Results: E. coli was recovered from 96.60% (313/324) of water samples and 45.4% (230/507) of human fecal samples. Resistance to at least one antibiotic was detected in 27.16% (85/313) of water isolates and 43.0% (99/230) of human isolates, and multidrug resistance was observed in 12.78% (40/313) and 11.7% (27/230) of isolates, respectively. By land-use, ABR prevalence among water isolates was 33.33% (25/75) in mixed-use areas, 34.31% (35/102) in town areas, and 18.38% (25/136) in park areas. ABR patterns were similar across sources, with ampicillin, tetracycline, streptomycin, and trimethoprim/sulfamethoxazole being the most common. WGS revealed distinct sequence type (ST) distributions, with water isolates dominated by ST11 whereas human isolates spanned six different STs. Although no STs were shared between sources, one water isolate (ST2852) collected near town clustered with human isolates in the phylogeny. Human genomes carried multiple acquired ABR genes including blaCTX-M-15, blaTEM-1, qnrS1, tetA/B, and sul2, whereas water genomes lacked frequently acquired resistance genes despite exhibiting multidrug-resistant phenotypes. Virulence profiling identified shared adhesins and secretion systems across sources, while water isolates carried LEE, stx1, and hemolysin genes, and human isolates encoded siderophore systems, toxins, and serum resistance factors. All isolates from water and human were predicted to be human pathogens with probability > 0.9.

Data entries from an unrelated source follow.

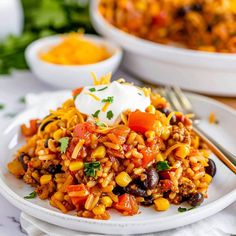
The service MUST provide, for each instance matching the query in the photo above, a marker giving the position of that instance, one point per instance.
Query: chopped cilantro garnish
(90, 168)
(108, 99)
(2, 106)
(22, 100)
(92, 89)
(64, 142)
(183, 209)
(110, 115)
(101, 124)
(96, 114)
(102, 89)
(31, 195)
(162, 165)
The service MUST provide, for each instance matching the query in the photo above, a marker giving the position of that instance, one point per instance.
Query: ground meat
(29, 179)
(179, 134)
(45, 191)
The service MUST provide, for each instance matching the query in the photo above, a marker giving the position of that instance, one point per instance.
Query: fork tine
(186, 105)
(173, 100)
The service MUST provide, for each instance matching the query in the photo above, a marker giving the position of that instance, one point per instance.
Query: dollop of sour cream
(108, 102)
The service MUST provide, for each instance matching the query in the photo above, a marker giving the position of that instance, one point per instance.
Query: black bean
(135, 190)
(54, 169)
(152, 178)
(46, 123)
(22, 158)
(211, 168)
(195, 199)
(118, 190)
(148, 201)
(197, 7)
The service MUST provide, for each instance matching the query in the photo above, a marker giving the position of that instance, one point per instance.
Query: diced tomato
(165, 174)
(148, 157)
(160, 20)
(31, 130)
(127, 204)
(84, 131)
(166, 184)
(120, 132)
(77, 201)
(141, 121)
(77, 91)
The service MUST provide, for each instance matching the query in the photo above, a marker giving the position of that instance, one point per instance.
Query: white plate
(222, 191)
(210, 73)
(70, 76)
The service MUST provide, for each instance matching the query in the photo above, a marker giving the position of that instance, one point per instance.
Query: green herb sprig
(90, 168)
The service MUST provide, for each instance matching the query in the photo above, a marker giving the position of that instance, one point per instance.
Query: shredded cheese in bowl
(75, 49)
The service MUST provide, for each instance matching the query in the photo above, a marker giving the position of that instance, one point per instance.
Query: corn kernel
(182, 151)
(159, 157)
(45, 179)
(150, 134)
(76, 165)
(123, 179)
(59, 196)
(99, 210)
(58, 134)
(207, 178)
(99, 152)
(161, 204)
(107, 201)
(151, 109)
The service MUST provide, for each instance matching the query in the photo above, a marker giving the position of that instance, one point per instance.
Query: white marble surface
(15, 87)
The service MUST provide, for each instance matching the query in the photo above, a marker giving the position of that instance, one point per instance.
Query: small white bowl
(70, 76)
(209, 73)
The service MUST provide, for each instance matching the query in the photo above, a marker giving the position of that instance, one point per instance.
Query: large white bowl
(70, 76)
(210, 73)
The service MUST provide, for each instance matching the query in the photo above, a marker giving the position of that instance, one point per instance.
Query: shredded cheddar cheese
(75, 49)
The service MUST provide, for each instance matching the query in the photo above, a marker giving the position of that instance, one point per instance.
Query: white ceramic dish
(70, 76)
(222, 191)
(210, 73)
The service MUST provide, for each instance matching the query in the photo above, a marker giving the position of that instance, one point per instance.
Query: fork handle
(226, 157)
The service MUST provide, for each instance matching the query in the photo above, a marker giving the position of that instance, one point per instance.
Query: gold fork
(180, 102)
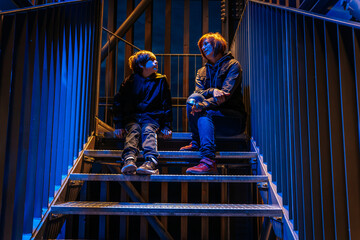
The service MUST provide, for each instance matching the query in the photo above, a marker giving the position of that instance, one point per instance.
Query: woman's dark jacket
(143, 99)
(225, 75)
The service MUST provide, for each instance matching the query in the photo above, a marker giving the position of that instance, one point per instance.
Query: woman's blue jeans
(202, 126)
(147, 133)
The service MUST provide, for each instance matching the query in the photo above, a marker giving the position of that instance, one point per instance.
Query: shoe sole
(129, 170)
(147, 172)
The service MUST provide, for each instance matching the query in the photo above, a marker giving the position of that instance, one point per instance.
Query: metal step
(170, 178)
(172, 154)
(167, 209)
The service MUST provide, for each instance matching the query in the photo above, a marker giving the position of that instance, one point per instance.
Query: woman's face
(150, 67)
(207, 49)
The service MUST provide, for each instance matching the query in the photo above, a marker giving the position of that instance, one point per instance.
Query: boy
(141, 108)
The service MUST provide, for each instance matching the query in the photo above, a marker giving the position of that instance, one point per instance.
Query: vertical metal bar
(323, 129)
(110, 60)
(164, 196)
(186, 48)
(130, 38)
(184, 220)
(299, 122)
(350, 123)
(205, 220)
(16, 110)
(6, 58)
(28, 69)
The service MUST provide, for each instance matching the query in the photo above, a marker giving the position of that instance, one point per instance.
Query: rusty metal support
(125, 27)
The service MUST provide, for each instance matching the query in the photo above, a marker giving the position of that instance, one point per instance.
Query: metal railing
(49, 58)
(302, 75)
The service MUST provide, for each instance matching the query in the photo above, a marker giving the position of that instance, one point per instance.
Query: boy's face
(150, 67)
(207, 48)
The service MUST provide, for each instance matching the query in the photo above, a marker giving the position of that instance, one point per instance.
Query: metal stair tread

Significance: This study highlights the circulation of antibiotic-resistant and potentially pathogenic E. coli across water and human sources in the Chobe region. Differences across land-use contexts indicate an anthropogenic signal shaping resistance ecology along the river. The detection of multidrug-resistant phenotypes in both sources, distinct sequence type distributions, and phylogenetic proximity of a town-adjacent water isolate to human genomes underscores the importance of genomic surveillance at the human-environment interface. Water serves as a major driver of E. coli transmission, facilitating the spread of ABR and pathogenic strains between humans and the environment. These findings provide a framework for monitoring resistance emergence in shared water systems, including the Chobe River, and for guiding strategies to mitigate public health risks.